Let’s go back in time to this great article:
The powerful Koch boys from Kansas
Last year, in a move that does not bode well for the nation’s forests, the Koch brothers of Kansas engineered a $13.2 billion buyout of forest products producer Georgia Pacific Corporation, making their company, Koch Industries, the nation’s largest privately held company.
According to the Toronto Globe and Mail, Koch’s purchase of Georgia Pacific would vault Koch past food producer Cargill Inc. as the largest privately held company in the United States, with $80-billion in revenue and 85,000 employees in 50 countries.
The Koch Boys from Kansas are smart, focused, and incredibly wealthy. For years they’ve been pushing both a libertarian and free-market agenda through tens of millions of dollars in contributions to conservative causes, candidates and organizations.
In a way, the Georgia Pacific acquisition “completes the circle” for Koch, Scott Silver told me in an e-mail interview. “The ideologues running the land management agencies are the product of the think tanks created by, and funded by, the Koch family,” Silver, the executive director of the environmental group Wild Wilderness, pointed out.
“Those ideologues are now in a position to permit Koch’s newest acquisition, Georgia-Pacific, to further rape and pillage the public’s lands. These think tanks promote the Free-Market ideal when it serves their interests to do so, but in reality, they are firmly committed to the ideal of enriching private interests at enormous direct cost to the American taxpayer.”
The Koch (pronounced “coke”) brothers, Charles, David, William and Frederick are sons of Kansas. Thirty-eight years ago, Charles took over the company from his father, company founder Fred Koch. According to a recent piece in Business Week, Charles, 70, and David, 65, now “own the bulk of the company after elbowing out their other brothers … in 1983,” buying out William and Frederick for $470 million and $320 million, respectively. In 1998, in a chilling display of family disunity, “the two sets of brothers walked silently past one another in court as William and Frederick lost a lawsuit to extract more money from Charles and David.”

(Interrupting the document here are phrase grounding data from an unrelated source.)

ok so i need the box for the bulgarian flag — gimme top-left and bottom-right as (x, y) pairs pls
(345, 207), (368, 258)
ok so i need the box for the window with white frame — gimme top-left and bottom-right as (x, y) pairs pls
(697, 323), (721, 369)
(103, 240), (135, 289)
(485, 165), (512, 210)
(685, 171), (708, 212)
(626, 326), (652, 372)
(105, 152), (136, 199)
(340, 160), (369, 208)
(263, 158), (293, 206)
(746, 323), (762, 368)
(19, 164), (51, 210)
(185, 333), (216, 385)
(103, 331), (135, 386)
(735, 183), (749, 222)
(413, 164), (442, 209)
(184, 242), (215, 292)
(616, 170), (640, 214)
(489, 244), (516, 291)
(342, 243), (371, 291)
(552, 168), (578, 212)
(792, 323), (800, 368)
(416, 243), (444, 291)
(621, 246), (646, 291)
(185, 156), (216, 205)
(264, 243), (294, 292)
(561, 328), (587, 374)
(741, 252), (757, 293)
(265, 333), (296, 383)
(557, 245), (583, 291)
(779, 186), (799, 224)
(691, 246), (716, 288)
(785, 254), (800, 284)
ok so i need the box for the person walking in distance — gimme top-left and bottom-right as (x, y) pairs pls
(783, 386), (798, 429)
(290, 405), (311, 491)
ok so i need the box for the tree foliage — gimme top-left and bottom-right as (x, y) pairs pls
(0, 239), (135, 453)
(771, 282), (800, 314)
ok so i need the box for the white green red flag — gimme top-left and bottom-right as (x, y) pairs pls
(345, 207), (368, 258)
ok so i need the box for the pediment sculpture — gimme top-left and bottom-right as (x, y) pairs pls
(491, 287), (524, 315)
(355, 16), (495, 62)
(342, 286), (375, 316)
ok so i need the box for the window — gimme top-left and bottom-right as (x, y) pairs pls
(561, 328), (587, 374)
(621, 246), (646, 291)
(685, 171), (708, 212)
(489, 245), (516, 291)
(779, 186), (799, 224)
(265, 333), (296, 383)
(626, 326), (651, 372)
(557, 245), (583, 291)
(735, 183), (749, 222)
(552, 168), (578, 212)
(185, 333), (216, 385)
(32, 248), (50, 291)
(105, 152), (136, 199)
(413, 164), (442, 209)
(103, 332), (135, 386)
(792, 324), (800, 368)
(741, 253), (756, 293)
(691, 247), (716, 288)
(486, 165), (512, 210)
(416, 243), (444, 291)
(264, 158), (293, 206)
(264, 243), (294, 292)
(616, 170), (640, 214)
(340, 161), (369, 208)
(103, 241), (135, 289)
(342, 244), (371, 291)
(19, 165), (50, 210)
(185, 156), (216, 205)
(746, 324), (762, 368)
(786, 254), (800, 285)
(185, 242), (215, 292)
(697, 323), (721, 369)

In 1940, Fred Koch founded the company as an oil refiner. A graduate of MIT, he was an original member of the anticommunist ultra-conservative John Birch Society, founded in 1958. The sons did not fall far from the tree: Both Charles and David graduated from MIT and have been deeply involved in conservative politics.
According to “Axis of Ideology,” a 2004 report by the National Committee on Responsive Philanthropy, the two dominant Koch boys have “a combined net worth of approximately $4 billion, placing them among the top 50 wealthiest individuals in the country and among the top 100 wealthiest individuals in the world in 2003, according to Forbes.”
And, this article:
Koch Brothers Increased Wealth by $9 Billion Last Year As They Fund Laws to Make Working Class Poorer | Buzzflash
Based on a recent Forbes survey, Rachel Maddow revealed that while Wisconsin Gov. Scott Walker is stripping away the financial security of workers, the Koch brothers increased their wealth by $9 billion last year. Together, Maddow notes, they would rank as the fourth-wealthiest person ($44 billion) in the world.
Meanwhile, the Koch brothers and Karl Rove, among others, are using front organizations to pit working people, who are being exploited, against unions. It’s the ultimate in class warfare: make the working class fight each other over an increasingly smaller piece of the financial pie, as the super wealthy run off with the bakery.
That’s why ads in Wisconsin – and stories on Fox – are trying to get Wal-Mart low-wage workers to resent that union members receive better benefits, which of course – on a logical level – reinforces to many of us exactly why unions are needed: to prevent the impoverishment of people who labor for a living.
What’s not mentioned in these ads, or the right-wing media echo chamber, is why the government is subsidizing the wealthy who don’t pay their fair share.